« Artistes soudanais en exil : résilience et créativité face à l’adversité »

Le 15 avril 2023 restera gravé dans la mémoire d’Ibrahim Mohamed Ibrahim, un réalisateur soudanais, comme le jour où sa vie a basculé. Ce matin-là, pendant le mois de Ramadan, tout semblait normal dans son appartement de Khartoum, la capitale du Soudan. Jusqu’à ce que son téléphone sonne. Une amie l’avertit qu’il se passait quelque chose d’inhabituel. Il entendit des rugissements de moteurs et des pneus qui crissaient. Ce n’était plus du tout un matin de Ramadan ordinaire. Des véhicules militaires se précipitèrent dans son quartier en direction de l’aéroport international, qui devint bientôt le cœur des affrontements.

Les jours qui suivirent furent une épreuve pour Ibrahim : « Nous étions pris au piège entre l’armée et les RSF [un groupe paramilitaire], sans électricité ni eau. » Dix mois plus tard, il se trouve à 3 000 km de là, à Nairobi, au Kenya.

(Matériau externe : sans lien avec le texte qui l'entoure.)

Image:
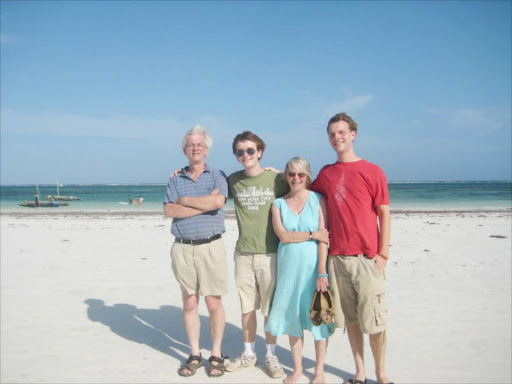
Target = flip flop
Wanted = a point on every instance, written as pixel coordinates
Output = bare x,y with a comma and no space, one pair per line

Comme de nombreux artistes et créatifs soudanais, Ibrahim et sa société de production ont prospéré entre la chute du dictateur Omar al-Bashir en 2019 et le déclenchement de la guerre l’année dernière. Pendant ces précieuses années de liberté, ils ont réalisé des œuvres telles que « Bougainvillea », un film sur des femmes emprisonnées dans les derniers jours du régime de Bashir, et « Journey to Kenya », qui raconte l’histoire d’une équipe soudanaise de jiu-jitsu non financée se rendant à un tournoi à Nairobi.

A Nairobi, Ibrahim, surnommé Snoopy en raison de sa ressemblance frappante avec le rappeur Snoop Dogg, fait partie du Rest Residency, un collectif d’artistes et de musiciens soudanais ayant fui le conflit. Lancé par Rahiem Shadad, ce programme offre aux artistes cinq mois d’immersion à Nairobi pour réfléchir et travailler sur leurs projets.

Pourtant, malgré leur optimisme, de nombreux artistes admettent avoir sous-estimé la violence des affrontements. Mohammed Almahdi confie : « Depuis la révolution, le Soudan était très instable. Chaque Soudanais pensait que cela prendrait une semaine ou un mois pour revenir à la normale. » Mais il est vite devenu évident que les studios, les œuvres d’art et le matériel devraient être abandonnés.

Sannad Shariff, un artiste de graffiti et de collages, est l’un des artistes ayant dû fuir la violence. Il a perdu près de 100 de ses œuvres et a été contraint de laisser son domicile derrière lui. Malgré tout, il garde espoir et continue à créer.

Yasir Algrai, membre d’un groupe d’artistes ayant peint des fresques à Khartoum, exprime le souhait partagé par de nombreux artistes soudanais de retrouver la paix. Sa peinture évoque une femme en attente de la paix, symbolisée par une colombe posée sur son bras.

L’exposition d’art soudanais organisée à Nairobi par la commissaire Mahasin Ismail témoigne de la créativité et de la résilience des artistes soudanais face à l’adversité. Malgré les difficultés, ils continuent à œuvrer pour la paix et la liberté d’expression.

La situation des artistes restés au Soudan demeure préoccupante, avec plusieurs galeries ayant été pillées. Certains artistes, comme Rasoul, ont vu leur travail détruit ou volé. La communauté artistique soudanaise garde espoir et continue à lutter pour préserver son héritage culturel malgré les obstacles.

Cette plongée dans le monde artistique soudanais témoigne de la force créative et de la résilience des artistes face à l’adversité. Leur engagement pour la paix et la liberté d’expression reste un témoignage puissant de leur détermination à surmonter les obstacles et à reconstruire leur pays.